Ms. Wiley named Ms. Morales as her second choice, citing her “real lived experience” as a person of color in New York City.
Mr. Yang named Ms. Garcia and described her as a “disciplined operator with great experience,” and said he would like to work with her in his administration — comments that he has made before and that have frustrated Ms. Garcia, who says she wants the top job.
“Kathryn, if you’re watching this, Kathryn, let’s team up,” Mr. Yang said laughing.
Mr. Adams said he liked several candidates and was talking to them about a pact to rank each other second.
“That is a secret,” he said with a smile.
6. Three candidates would accept Governor Cuomo’s endorsement.
Gov. Andrew M. Cuomo has faced calls to resign over allegations of sexual harassment and his handling of nursing home deaths during the pandemic.
Still, Mr. Adams, Mr. Yang and Mr. McGuire said they would accept his endorsement.

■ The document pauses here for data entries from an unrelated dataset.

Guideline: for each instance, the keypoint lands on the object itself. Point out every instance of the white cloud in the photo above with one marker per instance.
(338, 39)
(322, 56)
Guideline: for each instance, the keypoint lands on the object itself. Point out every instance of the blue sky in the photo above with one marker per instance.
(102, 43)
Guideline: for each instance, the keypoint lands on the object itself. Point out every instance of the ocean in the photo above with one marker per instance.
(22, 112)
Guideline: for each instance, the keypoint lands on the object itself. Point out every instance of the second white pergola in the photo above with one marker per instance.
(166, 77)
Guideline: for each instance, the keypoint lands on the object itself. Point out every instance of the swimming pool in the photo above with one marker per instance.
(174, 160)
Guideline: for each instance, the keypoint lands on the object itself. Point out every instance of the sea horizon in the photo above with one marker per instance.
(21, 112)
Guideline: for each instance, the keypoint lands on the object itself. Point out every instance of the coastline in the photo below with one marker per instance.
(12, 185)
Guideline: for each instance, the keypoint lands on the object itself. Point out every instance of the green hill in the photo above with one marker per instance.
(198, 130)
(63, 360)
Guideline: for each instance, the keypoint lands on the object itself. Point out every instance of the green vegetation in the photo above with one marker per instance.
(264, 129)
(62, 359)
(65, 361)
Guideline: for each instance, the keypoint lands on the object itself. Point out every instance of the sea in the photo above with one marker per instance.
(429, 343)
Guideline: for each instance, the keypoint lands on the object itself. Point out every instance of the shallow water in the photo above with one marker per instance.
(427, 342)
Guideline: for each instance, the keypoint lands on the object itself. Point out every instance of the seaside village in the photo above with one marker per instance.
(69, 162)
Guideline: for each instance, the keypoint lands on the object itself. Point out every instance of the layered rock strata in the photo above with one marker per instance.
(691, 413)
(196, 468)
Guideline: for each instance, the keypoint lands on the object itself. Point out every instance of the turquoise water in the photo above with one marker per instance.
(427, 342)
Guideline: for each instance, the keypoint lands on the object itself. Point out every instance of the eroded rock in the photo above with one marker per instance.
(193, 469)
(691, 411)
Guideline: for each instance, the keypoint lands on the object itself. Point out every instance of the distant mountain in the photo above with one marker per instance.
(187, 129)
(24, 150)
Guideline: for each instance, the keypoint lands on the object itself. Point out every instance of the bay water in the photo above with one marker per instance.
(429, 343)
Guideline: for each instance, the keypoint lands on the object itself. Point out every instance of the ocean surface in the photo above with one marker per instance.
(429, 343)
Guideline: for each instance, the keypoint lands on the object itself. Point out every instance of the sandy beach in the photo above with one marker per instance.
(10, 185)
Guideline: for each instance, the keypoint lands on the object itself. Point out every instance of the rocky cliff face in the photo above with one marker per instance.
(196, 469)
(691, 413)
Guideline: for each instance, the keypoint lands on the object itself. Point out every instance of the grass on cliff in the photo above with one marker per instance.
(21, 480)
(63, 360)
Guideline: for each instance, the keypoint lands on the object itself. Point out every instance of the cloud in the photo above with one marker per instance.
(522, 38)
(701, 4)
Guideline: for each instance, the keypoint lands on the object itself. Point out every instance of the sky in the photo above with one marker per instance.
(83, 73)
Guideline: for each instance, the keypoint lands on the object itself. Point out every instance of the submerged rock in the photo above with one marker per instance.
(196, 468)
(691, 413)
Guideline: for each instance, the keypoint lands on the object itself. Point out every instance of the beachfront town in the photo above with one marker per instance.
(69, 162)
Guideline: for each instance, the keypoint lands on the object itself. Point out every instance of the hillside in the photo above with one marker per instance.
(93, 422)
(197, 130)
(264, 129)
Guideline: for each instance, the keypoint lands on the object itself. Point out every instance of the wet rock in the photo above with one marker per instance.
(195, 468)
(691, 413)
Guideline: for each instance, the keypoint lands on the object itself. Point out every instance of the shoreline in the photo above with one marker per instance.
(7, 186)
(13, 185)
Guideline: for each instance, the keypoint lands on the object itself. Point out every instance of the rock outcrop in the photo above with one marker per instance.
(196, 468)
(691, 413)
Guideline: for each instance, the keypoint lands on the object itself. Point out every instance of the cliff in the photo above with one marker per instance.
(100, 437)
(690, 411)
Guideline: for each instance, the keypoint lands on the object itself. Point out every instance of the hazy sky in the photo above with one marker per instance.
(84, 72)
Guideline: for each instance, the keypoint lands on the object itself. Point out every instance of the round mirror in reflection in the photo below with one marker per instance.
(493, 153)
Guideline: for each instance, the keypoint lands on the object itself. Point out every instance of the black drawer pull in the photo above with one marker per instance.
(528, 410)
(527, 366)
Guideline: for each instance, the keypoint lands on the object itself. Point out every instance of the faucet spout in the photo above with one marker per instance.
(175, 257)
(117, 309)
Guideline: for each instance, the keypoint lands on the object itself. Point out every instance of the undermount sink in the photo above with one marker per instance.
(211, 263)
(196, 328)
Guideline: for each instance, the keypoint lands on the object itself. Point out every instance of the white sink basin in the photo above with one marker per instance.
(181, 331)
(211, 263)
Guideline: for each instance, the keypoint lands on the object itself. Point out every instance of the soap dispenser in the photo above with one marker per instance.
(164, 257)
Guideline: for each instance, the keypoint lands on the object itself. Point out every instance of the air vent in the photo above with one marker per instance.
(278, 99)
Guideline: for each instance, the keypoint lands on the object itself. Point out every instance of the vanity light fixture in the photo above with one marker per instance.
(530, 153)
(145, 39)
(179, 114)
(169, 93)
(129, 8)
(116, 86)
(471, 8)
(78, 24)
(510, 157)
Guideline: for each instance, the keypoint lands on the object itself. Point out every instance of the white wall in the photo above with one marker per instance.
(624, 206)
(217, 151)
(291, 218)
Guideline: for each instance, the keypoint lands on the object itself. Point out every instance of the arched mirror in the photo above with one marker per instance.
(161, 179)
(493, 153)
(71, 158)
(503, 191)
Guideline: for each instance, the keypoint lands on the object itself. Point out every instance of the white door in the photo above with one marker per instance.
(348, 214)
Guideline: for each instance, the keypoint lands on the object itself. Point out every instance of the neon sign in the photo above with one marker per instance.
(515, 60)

“I believe strongly in the due process system,” Mr. Adams said, adding that if leaders sidestep that process then “we are on a slippery slope.”
Mr. Yang said that the governor’s endorsement would be “positive for New York City” and “a clear signal that the city and state’s interests are aligned.”
Ms. Wiley said she was not seeking the governor’s support.
“I stand by my request that Governor Cuomo step down and resign because we can’t afford any of our people to doubt the integrity of our public servants,” she said.
7. The candidates have bold policies. They also have some restaurant recommendations.
The contenders sketched out extensive, sometimes sharply divergent, policy visions on issues including how to balance economic development with community concerns and the best ways to address educational losses from the pandemic.
But they also showed how they would use the bully pulpit of the mayoralty to root for New York City culture, parks and nightlife, ticking through their favorite restaurants, Broadway shows, city green spaces (a Central Park-versus-Prospect Park battle line emerged) and sports teams.
From sushi at Amber on the Upper West Side (Mr. Stringer’s favorite) to “a little hole in the wall in Fort Greene” called Dino (Ms. Morales’s choice); pizza at Corner Slice in Hell’s Kitchen for Mr. Yang or a meal at Red Rooster in Harlem for Mr. McGuire, they all appeared eager for a less wonky, but vitally important aspect of the job: cheerleading for the city.